India has asked state and private sector utilities to ensure delivery of 19mn tonnes of coal from overseas by end-June, according to a power ministry letter, reflecting an urgency to secure supplies in a pricey market amid increasing blackouts.
The move, which marks the first time the world’s second largest coal importer is issuing timelines for imports, can put pressure on the global prices of coal as the utilities rush to avoid a repeat of the electricity crisis in April.
If the timelines are adhered to, the imports by the states and private utilities over the next five months for blending with domestic coal will surpass annual imports by the entities in at least six years.
An unrelenting heatwave pushed electricity demand to a record high in April, leading to the worst power crisis in over six years and forcing India to go back on a policy to cut down coal imports.

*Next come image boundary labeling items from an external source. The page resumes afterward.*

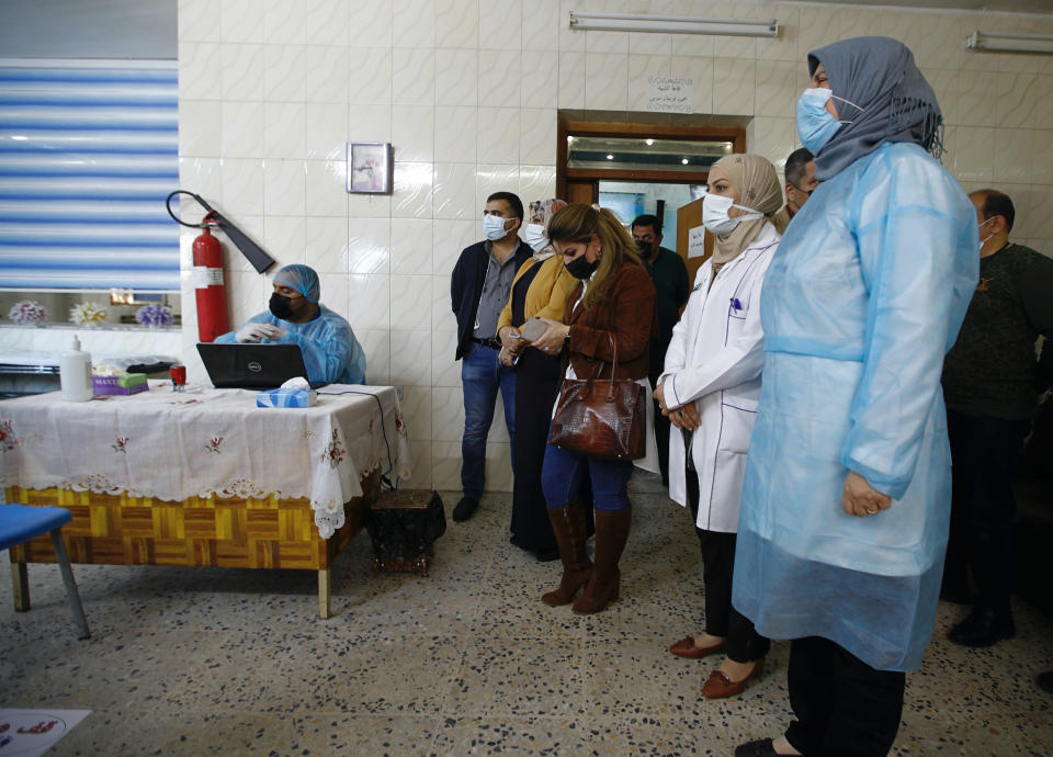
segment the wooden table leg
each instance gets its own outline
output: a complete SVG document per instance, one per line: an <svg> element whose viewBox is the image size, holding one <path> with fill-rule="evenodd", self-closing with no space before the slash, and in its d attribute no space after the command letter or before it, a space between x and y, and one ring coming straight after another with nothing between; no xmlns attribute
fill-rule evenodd
<svg viewBox="0 0 1053 757"><path fill-rule="evenodd" d="M30 576L25 563L11 563L11 588L14 590L15 612L30 609Z"/></svg>
<svg viewBox="0 0 1053 757"><path fill-rule="evenodd" d="M329 619L329 598L330 598L330 584L329 584L329 570L319 570L318 572L318 617L322 620Z"/></svg>

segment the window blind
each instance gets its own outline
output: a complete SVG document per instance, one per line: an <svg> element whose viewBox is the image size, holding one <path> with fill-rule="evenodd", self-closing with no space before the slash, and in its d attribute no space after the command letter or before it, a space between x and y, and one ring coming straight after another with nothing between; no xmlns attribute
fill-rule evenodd
<svg viewBox="0 0 1053 757"><path fill-rule="evenodd" d="M0 60L0 287L179 291L176 61Z"/></svg>

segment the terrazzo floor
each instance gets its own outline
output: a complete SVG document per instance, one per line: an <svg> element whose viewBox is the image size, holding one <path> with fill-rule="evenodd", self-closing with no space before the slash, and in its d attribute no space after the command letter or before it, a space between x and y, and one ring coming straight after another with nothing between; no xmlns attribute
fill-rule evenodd
<svg viewBox="0 0 1053 757"><path fill-rule="evenodd" d="M632 488L622 599L590 617L540 601L558 563L508 543L507 494L450 521L427 578L372 575L361 533L328 621L312 573L78 565L80 642L57 567L31 565L31 612L0 581L0 707L92 710L60 755L731 755L780 733L786 643L722 701L699 694L715 659L668 653L699 625L698 542L656 477ZM1033 682L1053 631L1015 610L1016 639L965 649L943 639L963 608L940 605L893 754L1053 754Z"/></svg>

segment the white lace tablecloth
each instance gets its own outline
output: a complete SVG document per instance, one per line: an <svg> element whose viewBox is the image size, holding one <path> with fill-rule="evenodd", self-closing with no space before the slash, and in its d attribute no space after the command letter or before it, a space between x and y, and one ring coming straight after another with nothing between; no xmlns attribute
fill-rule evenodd
<svg viewBox="0 0 1053 757"><path fill-rule="evenodd" d="M0 400L2 487L167 500L305 497L322 539L343 526L360 477L380 467L407 478L411 465L392 386L331 384L308 408L257 407L247 389L174 394L162 381L86 403L57 392Z"/></svg>

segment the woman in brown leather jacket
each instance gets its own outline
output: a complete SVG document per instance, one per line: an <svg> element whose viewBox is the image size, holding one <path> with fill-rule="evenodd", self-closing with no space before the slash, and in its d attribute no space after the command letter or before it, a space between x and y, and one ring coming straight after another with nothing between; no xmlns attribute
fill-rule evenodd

The federal government has asked state government-owned utilities to import over 22mn tonnes of coal and private power plants to import 15.94mn tonnes, the power ministry said in a letter reviewed by Reuters.
The power ministry asked all utilities to ensure delivery of 50% of the allocated quantity by June 30, another 40% by end-August and the remaining 10% by the end of October, according to the letter to top officials at state energy departments and heads of private power plants.
State government-run utilities have not imported for blending more than 7.1mn tonnes and private companies not more than 13.1mn tonnes since at least the year ending March 2017.
Data predating year ended March 2017 is not available.
The federal power ministry did not immediately respond to a request seeking comment.